When we share the common human heart, 10,000 years is nothing to our understanding. It is because we share this human heart that we can be moved by stories that are thousands of years old that tell of ambitions and love, loss, fears of death and tragedy. These are the truths that myths tell.

Spiritual stories, such as the Buddha's life story tell spiritual truths and can even point to that which cannot be fully put into words.

This is something that we can ponder at this time of the year as the first week of December is Rohatsu week, the commemoration of the Buddha's Enlightenment in the Zen schools.

This event is memorialised in Zen monasteries and temples as we approach the darkest time of the year, the winter solstice, and like Hanukkah the Jewish Festival of Light and Christmas which commemorates the birth of Jesus Christ, called the Light of the World, so we commemorate the Buddha's Enlightenment.

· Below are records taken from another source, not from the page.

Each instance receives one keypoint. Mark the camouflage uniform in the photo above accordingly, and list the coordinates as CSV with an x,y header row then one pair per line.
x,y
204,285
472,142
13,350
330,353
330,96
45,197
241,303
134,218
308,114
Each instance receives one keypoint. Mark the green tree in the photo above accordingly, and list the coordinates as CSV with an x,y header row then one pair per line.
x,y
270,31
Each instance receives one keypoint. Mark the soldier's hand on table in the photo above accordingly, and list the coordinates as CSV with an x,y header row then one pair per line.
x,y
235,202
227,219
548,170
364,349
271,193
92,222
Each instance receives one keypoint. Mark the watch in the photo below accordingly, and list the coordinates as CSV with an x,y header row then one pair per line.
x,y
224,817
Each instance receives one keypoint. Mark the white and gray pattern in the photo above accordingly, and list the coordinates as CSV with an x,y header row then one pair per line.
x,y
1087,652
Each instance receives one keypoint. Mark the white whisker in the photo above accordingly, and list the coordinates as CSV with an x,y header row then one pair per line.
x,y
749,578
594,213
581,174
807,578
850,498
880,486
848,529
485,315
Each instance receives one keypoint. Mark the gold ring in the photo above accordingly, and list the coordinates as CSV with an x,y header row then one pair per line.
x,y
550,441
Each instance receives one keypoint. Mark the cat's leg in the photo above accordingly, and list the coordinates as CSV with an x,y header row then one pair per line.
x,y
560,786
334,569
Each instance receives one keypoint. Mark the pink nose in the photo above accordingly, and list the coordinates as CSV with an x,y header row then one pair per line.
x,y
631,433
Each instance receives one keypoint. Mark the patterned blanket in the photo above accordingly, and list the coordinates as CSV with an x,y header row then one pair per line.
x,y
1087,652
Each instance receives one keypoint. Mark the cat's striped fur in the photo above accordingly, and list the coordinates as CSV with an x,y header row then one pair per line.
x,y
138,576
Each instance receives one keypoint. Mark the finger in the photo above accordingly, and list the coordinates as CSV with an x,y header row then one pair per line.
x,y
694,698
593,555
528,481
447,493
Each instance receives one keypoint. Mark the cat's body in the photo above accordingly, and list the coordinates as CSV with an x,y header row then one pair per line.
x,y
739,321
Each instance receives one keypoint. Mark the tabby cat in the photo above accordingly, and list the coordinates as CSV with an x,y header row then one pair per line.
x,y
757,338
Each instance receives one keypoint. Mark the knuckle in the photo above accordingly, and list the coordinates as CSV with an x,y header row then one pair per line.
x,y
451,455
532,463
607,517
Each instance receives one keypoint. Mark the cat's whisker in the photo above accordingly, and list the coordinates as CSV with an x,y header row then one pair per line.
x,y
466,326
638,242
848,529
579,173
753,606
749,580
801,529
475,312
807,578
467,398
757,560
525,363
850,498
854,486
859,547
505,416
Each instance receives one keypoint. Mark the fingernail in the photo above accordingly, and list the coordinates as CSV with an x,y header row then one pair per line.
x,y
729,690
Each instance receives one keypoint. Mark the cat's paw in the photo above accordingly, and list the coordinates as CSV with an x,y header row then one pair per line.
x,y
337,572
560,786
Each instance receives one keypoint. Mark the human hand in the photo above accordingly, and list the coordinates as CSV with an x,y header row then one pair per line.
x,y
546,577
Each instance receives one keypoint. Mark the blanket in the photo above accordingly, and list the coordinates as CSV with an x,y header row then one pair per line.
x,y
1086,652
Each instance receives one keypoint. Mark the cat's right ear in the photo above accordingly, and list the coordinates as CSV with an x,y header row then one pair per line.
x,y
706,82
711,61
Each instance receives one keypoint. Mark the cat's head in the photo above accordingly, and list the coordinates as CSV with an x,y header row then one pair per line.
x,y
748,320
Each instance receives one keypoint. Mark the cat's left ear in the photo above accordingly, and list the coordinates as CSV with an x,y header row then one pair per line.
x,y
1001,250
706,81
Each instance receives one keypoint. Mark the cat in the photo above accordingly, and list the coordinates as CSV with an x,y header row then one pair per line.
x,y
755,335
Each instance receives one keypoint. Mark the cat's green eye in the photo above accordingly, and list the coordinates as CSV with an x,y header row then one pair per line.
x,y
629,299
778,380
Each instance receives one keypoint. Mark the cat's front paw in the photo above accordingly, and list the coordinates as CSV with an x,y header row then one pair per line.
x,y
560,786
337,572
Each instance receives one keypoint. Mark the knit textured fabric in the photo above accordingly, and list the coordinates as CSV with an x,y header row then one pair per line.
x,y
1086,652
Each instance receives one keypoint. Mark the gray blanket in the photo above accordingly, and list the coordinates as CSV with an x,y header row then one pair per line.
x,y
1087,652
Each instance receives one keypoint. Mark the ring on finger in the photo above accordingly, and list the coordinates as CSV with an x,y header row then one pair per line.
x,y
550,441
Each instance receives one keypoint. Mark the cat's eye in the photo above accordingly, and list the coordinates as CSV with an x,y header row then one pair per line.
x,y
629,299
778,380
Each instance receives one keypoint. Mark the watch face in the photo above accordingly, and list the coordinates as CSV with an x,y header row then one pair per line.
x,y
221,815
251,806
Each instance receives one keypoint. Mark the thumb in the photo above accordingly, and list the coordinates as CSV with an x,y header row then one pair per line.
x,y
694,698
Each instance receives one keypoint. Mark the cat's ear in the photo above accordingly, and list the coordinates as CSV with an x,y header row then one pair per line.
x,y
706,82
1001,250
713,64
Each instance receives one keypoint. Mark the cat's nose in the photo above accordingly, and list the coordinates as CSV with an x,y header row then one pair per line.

So Rohatsu has a seasonal dimension that ties one man's story to the wider world, another function of myth.

Therefore, we will also be commemorating this central event that underpins the whole of Buddhism.

On 29th November, just prior to the start of Rohatsu we will have a live-streamed Zazen meditation in addition we will have a full Dharma talk on the mythic life of the Buddha up until the moment of his Enlightenment under the Bodhi Tree. This will take the place of the Thursday 1st December sitting as I will be at the temple for the start of Rohatsu.

The following Wednesday 7th December is the all-night sitting that takes place in Zen monasteries that culminates in the Buddha's Awakening when he saw the morning star at dawn on the 8th. For this we will have a live-streamed Zazen meditation on that evening for 90 minutes (three periods of 30 minute sitting). So, please make a note in your diaries and I hope you will be able to join in with this most important event in the Zen calendar.

Forthcoming Events

We have our regular live-streamed Zazen meditation this Thursday 24th November at 1900hrs GMT

And... fingers crossed, we have the first module of our new course going up before the end of this month as well. This new course is on the Mahayana Development and the transfer of the Dharma to China, the arising of the Chinese schools and also the development of Zen, its teachings and proponents.